- Le psychanalyste : que faites-vous ?
- La patiente : j’essaie d’arrêter le mouvement de ma pensée.
- Que faites-vous pour y parvenir ?
- Eh bien, je discute avec Jankélévitch.
- Vladimir ne va pas vous aider, il saute sans arrêt d’une pensée à l’autre. Son fil ne tarit pas.
- Justement, c’est ce dynamisme dont j’ai besoin. Il frôle le point zéro (il le vise du moins).
- Mais il ne l’atteint pas.
- Personne ne l’atteint. Et surtout pas les sadhus ni les soufis.
- Ne mélangez pas les genres. Nous sommes sur le mouvement lithuanien.

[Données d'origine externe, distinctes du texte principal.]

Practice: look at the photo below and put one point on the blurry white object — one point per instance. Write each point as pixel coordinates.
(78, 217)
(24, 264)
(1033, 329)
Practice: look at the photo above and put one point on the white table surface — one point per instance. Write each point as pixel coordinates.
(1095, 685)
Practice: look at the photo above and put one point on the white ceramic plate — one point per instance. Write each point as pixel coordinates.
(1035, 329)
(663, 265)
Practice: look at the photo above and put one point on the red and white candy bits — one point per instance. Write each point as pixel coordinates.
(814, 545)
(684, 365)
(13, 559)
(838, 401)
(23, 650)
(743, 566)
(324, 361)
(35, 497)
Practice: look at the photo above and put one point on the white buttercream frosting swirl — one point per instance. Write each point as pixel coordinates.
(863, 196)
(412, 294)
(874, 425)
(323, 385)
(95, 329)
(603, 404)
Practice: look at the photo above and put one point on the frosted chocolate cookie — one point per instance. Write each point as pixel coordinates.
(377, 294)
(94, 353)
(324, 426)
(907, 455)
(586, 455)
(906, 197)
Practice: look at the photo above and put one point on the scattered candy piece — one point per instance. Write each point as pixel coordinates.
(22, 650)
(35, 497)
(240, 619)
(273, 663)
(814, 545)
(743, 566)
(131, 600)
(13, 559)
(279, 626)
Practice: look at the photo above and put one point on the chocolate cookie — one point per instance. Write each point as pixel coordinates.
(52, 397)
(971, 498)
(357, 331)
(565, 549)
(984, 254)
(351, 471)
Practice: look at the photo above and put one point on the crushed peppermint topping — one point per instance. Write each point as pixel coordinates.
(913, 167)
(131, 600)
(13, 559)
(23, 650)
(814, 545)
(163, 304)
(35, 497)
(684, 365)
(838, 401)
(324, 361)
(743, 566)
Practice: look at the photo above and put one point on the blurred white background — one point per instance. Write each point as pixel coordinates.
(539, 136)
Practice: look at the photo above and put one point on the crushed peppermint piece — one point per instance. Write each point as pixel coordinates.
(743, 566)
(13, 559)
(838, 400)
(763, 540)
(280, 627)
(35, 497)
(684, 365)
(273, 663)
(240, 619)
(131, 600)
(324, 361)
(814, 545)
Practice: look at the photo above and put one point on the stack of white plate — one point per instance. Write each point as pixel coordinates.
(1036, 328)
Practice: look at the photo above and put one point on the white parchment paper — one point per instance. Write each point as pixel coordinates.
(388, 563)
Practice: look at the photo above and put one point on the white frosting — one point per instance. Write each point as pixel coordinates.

- Excusez-moi, mais Vlad est un Russe, pas un Litvak. Vous me précédez en voulant parler de l’autre…
- Alors évitons. C’est vous qui avez cité son nom.
- Pas encore.
- Très bien. Revenons-en au sujet : que faites-vous ?
- Je dialogue avec Vlad. Je m’en nourris, je m’en sers. Je le creuse.
- Que lisez-vous actuellement ?
- L’Ironie. Car j’ai besoin d’apprendre – ou plutôt de comprendre ce que « déjà » je fais. Il y a compromission si l’acte reste inexpliqué. Je crois que j’ai besoin de le déchiffrer.
- Vladimir ou l’ironie.
- Les deux, il va sans dire. D’autres questions ?
- « ….L’ironie leur apprendrait d’abord à ne pas figurer dans chaque signe intégralement, à ménager davantage leurs ressources. L’hyperesthésie a quelque chose d’épuisant et entretient notre âme dans un état de frénétique et douloureuse tension » [p.32].
- Le problème est qu’il fait tout le contraire de ce qu’il écrit; exactement comme moi – ou moi comme lui – bref c’est pareil.
- Alors pourquoi le prendre en exemple ?
- Je ne cherche pas à lui ressembler. Je cherche à le déposséder.
- Vous êtes une sangsue.
- Oui, parfaitement (hésitation).
- Un parasite.
- C’est une évidence.
- Votre faim me fait un peu pitié.
- Oui, j’ai toujours eu pitié de moi-même, moi-aussi (le ton, pédant, précieux, se voudrait élégant).
- Moi, moi, moi… je.
- Mais je vous paie pour parler de moi ! Je vous paie pour dégueuler (la voix baisse).
- Vomir, on dit, s’il vous plaît, veuillez rester correcte. Je ne suis pas freudien.
- Bon. Je vous donne de l’argent afin d’adorer ce moi. Parler de soi, nous ne savons pas bien agir autrement, et puis Montaigne me donne raison.
- Vous avez l’audace de cette comparaison.
- Je dis simplement qu’il m’a précédé dans ce travail. Nombril etc.
- Écoutez, encore une fois, vous mélangez les genres. La philosophie de l’ego, hum, très peu pour moi.
- C’est vrai, assez répugnant. En même temps c’est l’aveu d’une impuissance, il se moquait de son humilité, il l’a savait vaine, surjouée, ostentatoire.
- Alors si les humbles ne sont pas humbles, si les justes ne sont pas justes, que nous reste-t-il ?
- (Silence)
- (Silence gêné)
- On parlait de ce livre, L’Ironie; revenons-en à nos moutons.
- C’était un peuple errant, composé principalement de bergers, en effet, je ne vous apprends rien.
- En aval, le père était en exil. En quittant Ur, il a été le premier immigré de l’histoire de l’humanité.
- C’est apparement ce que dit l’histoire ou les historiographes apologétiques.
- Il faut bien croire quelqu’un !
- Bref, c’était le premier migrant, jamais ne s’arrête le mouvement (redondance, NDLT) il faut marcher. Le désert n’a pas de prise.
- Jankélévitch m’exaspère. Le mec est là, avec son bâton de pérégrin, il offre des directions mais passe son temps à se perdre en digressions. Un aveugle qui guide d’autres aveugles.
- Votre clairvoyance superfétatoire ne vous épuise pas, elle ?
- Si, mais j’y trouve de la poésie. J’ai toujours apprécié cette vraie fausse « modestie ». J’ai besoin de nous sauver (des apparences).
- La séance est terminée. Votre fric et décamper.
- Oui maître.
- Bouffonne va (marmonne dans sa barbe).
- Je vous prie de m’excuser ?
- Non, je disais : à la semaine prochaine.